Like all other types of tubing, black rubber tubing ranges in inner and outer diameter to accommodate the desired fitting, connection or attachment. Both types of rubber, natural rubber derived from latex, a sap found in certain plants and trees, and synthetic rubber which is man-made from artificial components, can by colored to produce black rubber tubing. Gum rubber, neoprene, silicone, latex and other materials result in variations in the tubing with different characteristics. Rubber is used in many different applications and can be found in many aspects of daily life.
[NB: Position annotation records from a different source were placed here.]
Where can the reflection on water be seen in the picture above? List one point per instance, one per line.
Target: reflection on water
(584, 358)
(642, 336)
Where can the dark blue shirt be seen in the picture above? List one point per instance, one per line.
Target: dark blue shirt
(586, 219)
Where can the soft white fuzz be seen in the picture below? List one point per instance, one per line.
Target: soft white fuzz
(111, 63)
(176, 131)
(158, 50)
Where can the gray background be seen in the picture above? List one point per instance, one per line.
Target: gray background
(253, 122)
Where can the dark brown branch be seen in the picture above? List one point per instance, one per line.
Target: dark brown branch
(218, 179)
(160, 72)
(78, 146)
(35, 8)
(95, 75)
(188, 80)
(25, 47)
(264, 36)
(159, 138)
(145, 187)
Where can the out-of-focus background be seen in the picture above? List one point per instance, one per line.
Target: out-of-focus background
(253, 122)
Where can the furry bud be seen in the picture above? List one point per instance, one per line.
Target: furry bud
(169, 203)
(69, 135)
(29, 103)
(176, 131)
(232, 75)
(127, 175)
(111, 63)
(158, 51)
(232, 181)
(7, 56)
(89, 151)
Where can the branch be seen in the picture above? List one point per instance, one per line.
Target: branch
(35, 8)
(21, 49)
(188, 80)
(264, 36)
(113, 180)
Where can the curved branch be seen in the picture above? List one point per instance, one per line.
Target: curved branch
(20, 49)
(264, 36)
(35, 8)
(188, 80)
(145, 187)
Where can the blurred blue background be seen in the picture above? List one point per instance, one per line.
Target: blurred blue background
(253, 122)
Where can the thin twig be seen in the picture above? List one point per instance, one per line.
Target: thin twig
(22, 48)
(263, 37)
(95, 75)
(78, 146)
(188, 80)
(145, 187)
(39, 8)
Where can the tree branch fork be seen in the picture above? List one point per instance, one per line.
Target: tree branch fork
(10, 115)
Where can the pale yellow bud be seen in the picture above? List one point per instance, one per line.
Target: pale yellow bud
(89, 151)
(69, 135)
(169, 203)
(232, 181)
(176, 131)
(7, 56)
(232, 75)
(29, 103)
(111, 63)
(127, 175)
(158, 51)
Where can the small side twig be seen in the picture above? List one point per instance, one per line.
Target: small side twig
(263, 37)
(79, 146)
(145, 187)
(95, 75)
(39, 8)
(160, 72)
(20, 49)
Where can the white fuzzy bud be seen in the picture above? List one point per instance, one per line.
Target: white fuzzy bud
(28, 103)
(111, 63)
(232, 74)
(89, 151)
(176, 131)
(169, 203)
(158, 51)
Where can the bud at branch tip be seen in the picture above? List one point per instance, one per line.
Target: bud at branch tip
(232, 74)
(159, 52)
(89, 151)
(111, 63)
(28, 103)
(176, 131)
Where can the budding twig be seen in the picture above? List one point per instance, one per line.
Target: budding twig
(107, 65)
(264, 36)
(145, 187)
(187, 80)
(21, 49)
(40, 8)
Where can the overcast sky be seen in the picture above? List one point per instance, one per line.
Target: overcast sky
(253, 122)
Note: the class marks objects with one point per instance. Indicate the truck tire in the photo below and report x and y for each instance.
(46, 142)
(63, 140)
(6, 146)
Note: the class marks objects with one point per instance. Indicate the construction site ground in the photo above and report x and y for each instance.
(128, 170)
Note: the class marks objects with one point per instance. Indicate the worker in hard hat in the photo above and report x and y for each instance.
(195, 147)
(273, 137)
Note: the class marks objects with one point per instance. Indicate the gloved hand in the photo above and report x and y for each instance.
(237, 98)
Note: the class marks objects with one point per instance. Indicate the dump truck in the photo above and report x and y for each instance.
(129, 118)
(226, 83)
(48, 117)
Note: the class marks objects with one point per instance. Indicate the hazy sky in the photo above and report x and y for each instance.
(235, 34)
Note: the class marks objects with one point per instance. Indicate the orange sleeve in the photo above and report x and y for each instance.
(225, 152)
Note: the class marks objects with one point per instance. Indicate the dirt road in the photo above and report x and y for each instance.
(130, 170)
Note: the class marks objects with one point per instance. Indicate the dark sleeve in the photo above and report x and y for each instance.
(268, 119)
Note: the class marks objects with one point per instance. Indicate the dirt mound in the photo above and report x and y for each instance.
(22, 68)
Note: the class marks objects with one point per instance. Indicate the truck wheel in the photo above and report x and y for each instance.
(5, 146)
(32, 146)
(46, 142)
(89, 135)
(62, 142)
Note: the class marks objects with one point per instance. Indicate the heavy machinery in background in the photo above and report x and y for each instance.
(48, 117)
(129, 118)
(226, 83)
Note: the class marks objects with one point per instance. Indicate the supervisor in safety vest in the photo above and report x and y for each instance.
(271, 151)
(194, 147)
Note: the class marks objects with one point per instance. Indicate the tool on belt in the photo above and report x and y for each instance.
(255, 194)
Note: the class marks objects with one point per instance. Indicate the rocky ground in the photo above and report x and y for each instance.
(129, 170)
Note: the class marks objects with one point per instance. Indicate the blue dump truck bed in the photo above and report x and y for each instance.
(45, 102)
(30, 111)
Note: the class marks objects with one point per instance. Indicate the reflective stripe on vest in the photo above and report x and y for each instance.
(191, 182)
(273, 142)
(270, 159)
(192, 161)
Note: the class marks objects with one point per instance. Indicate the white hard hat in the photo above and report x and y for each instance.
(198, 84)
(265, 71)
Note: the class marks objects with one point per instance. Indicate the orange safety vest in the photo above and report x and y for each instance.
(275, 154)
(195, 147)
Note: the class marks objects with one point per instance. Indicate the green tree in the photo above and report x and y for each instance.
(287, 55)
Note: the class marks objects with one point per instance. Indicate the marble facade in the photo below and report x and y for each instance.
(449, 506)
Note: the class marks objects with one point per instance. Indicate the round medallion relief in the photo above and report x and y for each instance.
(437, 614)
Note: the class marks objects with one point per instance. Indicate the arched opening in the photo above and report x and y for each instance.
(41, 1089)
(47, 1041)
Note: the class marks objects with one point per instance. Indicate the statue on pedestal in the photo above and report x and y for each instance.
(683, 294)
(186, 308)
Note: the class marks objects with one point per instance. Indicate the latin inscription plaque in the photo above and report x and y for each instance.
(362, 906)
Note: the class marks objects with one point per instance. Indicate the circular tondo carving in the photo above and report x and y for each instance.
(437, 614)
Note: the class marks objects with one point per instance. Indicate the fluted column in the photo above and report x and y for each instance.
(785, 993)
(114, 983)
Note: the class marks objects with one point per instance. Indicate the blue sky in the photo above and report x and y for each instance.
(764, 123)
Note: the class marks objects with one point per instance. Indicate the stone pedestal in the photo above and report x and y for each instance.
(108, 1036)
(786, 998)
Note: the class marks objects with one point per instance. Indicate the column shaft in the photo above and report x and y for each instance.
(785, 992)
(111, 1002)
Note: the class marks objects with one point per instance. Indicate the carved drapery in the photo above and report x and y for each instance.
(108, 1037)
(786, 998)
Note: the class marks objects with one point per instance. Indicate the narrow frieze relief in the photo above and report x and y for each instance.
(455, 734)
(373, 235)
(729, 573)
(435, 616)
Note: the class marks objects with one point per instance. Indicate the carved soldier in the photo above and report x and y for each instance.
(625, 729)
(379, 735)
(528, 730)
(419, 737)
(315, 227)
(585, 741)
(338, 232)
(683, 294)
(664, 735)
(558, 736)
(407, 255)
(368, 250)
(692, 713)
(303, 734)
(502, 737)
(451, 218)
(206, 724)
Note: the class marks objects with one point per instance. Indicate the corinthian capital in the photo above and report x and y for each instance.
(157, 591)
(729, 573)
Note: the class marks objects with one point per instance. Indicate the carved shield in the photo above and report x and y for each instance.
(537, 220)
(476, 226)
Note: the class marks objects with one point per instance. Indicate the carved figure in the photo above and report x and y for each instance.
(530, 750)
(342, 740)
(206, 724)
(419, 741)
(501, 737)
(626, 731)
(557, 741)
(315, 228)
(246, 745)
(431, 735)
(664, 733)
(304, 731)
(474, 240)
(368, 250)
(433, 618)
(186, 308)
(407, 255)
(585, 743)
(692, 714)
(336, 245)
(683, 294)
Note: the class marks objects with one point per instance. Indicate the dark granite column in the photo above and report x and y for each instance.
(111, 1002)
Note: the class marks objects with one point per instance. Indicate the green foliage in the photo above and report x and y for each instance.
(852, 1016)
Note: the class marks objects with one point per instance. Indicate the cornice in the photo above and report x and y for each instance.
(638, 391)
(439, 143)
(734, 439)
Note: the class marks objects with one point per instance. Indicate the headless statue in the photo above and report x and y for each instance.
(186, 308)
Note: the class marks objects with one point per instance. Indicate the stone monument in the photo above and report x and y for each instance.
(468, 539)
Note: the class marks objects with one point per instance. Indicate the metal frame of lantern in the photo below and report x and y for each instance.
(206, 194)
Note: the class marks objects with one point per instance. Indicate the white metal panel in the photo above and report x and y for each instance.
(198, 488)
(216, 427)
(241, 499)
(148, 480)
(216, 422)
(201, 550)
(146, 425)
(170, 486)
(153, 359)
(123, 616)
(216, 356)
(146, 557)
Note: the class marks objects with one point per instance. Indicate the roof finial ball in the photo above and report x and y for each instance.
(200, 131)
Rubber tubing is also widely used and is important to many industries, including medical, pharmaceutical, chemical, laboratory, food and beverage processing, sports, manufacturing, hydraulic, pneumatic and specialty applications. For example, surgical tubing carries away fluids from the suction instrument while tubing in a fountain pop machine carries the viscous syrup to the dispenser. Those tubes are usually clear or lightly colored so the contents can be seen. Black rubber tubing is generally used for industrial or manufacturing applications to minimize or hide the presence of the tubing. Its heat absorption is better than any other colored tube and it can provide insulation or heat retention.
Natural rubber is derived from latex, a milky substance that is produced by certain plants, most notably the Pará rubber tree. The latex is mixed with water and other materials to thicken it. Depending on the intended application, different chemicals are added to impart desirable characteristics, such as enhanced flexibility or electrical conductivity. It is during this step that the white latex is dyed black. The colorants that make it black are accepted more readily by some materials while other tubes are best left uncolored, which results in a light tan color. Other tubes are molded or extruded, a process in which raw rubber material is forced through an extrusion die.
Another manufacturing technique is mandrel curing, where long thin cylinders called mandrels or arbors are dipped in rubber. Latex tubing, for example, can be made through this dipping process and, as a result, is smooth and seamless. The rubber undergoes a drying and curing process. When sulfur and heat are applied to rubber products in the right proportions, a process called vulcanization takes place, and the rubber becomes hard and mostly inelastic; vehicle tires and shoe soles are vulcanized. Synthetic rubber is processed in a similar way, except it is not found in trees but is a manmade derivative of petrochemical products.